Right now, we are particularly focused on three changes. One is addressing the population growth expected of our region over the coming years. Chester County alone is expected to experience twenty-eight percent growth between now and 2045. Montgomery County is looking at potentially 14-percent population increase, Bucks County, 11-percent. Even Philadelphia is expected to grow by 100,000 people between now and 2045. In total, the region will likely grow by almost half a million people.
That growth means more demand for land for development and more need for open spaces, which become even more critical as the region’s population expands. We need to be proactive now in identifying parcels that need to be and should be conserved, either because of their ecological value or because they are important to a community. It’s not always about size. Three hundred acres may be significant in northern Chester County but so is the five-acre lot in Upper Darby.
Another issue we are all dealing with is climate change. As an owner of forty-four preserves and twenty-two thousand acres, we need to think about what climate change means to the management of those properties. We need to think about what kinds of plant and tree species will survive long term and how we make the most of open spaces’ natural ability store carbon and mitigate flooding. We do a lot of consulting with municipalities, and we have an opportunity to advise them on how best to deal with climate change, as well.
The third kind of change is about the demographic makeup of this region and country. In a few decades, those who are currently in the minority will likely be the majority. The conservation movement takes it as a given that biodiversity is essential to the health and sustainability of an ecosystem but we’ve been slow to recognize that diversity is also essential to our work and organizations. That has to change so, at Natural Lands, we have committed ourselves to the hard work of learning how to make our organization and cause welcoming and inclusive for everyone.
What do you do in your free time, Oliver?
Some of my free-time still goes to parenting! We have one daughter who’s graduated college and is working in Philadelphia for the District Attorney’s wrongful conviction unit. She lives downtown as well which provides a great excuse to enjoy the city’s excellent restaurants. Our other daughter is a junior at Springfield High School in Delaware County so we’ll be starting the college visit process, soon.
I also play guitar and write songs.

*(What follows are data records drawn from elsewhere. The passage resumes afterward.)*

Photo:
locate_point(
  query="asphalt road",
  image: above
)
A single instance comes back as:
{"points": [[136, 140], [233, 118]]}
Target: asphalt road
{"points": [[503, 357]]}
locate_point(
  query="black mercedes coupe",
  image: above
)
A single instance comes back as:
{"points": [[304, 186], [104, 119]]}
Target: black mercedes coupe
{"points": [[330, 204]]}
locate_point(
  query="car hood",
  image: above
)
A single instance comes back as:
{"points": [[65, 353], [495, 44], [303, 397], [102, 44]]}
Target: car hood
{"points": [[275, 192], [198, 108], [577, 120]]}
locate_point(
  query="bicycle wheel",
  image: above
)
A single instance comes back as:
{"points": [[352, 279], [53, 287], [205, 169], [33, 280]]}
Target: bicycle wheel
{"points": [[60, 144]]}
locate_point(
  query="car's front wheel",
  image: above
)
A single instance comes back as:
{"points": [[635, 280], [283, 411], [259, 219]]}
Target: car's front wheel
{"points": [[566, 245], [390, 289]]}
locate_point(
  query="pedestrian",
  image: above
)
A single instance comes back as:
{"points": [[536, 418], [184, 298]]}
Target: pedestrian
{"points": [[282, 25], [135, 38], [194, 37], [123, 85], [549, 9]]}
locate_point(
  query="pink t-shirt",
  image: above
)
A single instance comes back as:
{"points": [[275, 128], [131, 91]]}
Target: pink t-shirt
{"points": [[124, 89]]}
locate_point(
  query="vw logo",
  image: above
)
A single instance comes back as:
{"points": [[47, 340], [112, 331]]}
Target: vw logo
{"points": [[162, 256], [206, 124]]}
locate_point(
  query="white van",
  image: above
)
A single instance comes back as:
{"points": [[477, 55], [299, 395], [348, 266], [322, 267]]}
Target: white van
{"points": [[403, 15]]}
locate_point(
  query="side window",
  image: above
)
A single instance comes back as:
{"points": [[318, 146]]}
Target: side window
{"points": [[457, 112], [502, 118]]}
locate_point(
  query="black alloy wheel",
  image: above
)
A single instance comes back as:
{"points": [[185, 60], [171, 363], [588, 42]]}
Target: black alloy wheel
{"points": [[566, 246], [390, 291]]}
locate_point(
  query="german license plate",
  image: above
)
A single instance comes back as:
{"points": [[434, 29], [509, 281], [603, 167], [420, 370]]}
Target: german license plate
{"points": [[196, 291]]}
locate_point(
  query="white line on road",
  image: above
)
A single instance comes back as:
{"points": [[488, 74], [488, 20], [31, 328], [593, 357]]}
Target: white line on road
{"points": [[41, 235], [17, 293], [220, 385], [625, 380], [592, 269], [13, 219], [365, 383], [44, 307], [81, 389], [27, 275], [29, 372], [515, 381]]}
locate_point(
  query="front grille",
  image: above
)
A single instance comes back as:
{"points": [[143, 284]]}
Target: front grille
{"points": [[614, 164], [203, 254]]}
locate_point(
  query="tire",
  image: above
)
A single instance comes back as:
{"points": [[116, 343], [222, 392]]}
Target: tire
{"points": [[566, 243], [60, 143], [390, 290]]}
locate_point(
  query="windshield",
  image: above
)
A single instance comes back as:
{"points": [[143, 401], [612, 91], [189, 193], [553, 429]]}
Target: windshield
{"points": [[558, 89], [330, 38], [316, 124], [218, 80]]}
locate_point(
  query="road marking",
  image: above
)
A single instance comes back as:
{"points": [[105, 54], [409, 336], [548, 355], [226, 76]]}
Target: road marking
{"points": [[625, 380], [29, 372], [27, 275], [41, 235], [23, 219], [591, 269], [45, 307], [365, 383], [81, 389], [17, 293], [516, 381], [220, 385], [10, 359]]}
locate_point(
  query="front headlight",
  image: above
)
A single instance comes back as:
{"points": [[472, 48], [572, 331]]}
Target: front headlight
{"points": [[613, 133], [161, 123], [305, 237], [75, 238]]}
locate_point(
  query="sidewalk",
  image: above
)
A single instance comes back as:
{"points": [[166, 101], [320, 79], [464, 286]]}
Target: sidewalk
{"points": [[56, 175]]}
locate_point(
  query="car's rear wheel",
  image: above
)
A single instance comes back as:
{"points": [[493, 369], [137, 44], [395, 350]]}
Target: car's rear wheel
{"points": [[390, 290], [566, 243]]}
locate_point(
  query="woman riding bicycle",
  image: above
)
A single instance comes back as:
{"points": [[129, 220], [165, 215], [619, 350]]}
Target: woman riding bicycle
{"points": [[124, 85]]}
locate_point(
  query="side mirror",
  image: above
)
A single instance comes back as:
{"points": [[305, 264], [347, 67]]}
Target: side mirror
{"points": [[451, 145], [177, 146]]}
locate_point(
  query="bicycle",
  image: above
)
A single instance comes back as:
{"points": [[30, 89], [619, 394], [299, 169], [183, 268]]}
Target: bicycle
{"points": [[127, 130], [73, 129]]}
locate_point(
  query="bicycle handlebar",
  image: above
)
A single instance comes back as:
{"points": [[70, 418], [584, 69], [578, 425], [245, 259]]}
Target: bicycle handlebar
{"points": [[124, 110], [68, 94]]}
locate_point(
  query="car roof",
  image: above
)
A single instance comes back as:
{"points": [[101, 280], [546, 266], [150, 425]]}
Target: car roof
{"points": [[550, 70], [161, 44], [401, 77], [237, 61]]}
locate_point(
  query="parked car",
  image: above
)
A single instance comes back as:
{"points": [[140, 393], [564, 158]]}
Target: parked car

We love to travel when we can and have made a point of introducing our daughters to the world west of the Mississippi where my wife and I grew up.
What is the best piece of advice you’ve ever received?
Like I said earlier, my father showed my sisters and me how to be. He’s almost ninety years old now, living independently in Texas, and thankfully in excellent health so I’m still learning from him.
He especially showed me what love of nature is. There were two different versions of my dad when he came home from work. When he came home from the office after a day spent dealing with the challenges of running a business, he was tired and quiet. Then there was the dad who came home after working in the woods all day, looking at stands of timber. He’d come home dirty, smelly, and with a grin on his face. What I took from that was that his happy place was in nature. That’s just one of the many gifts he’s given me.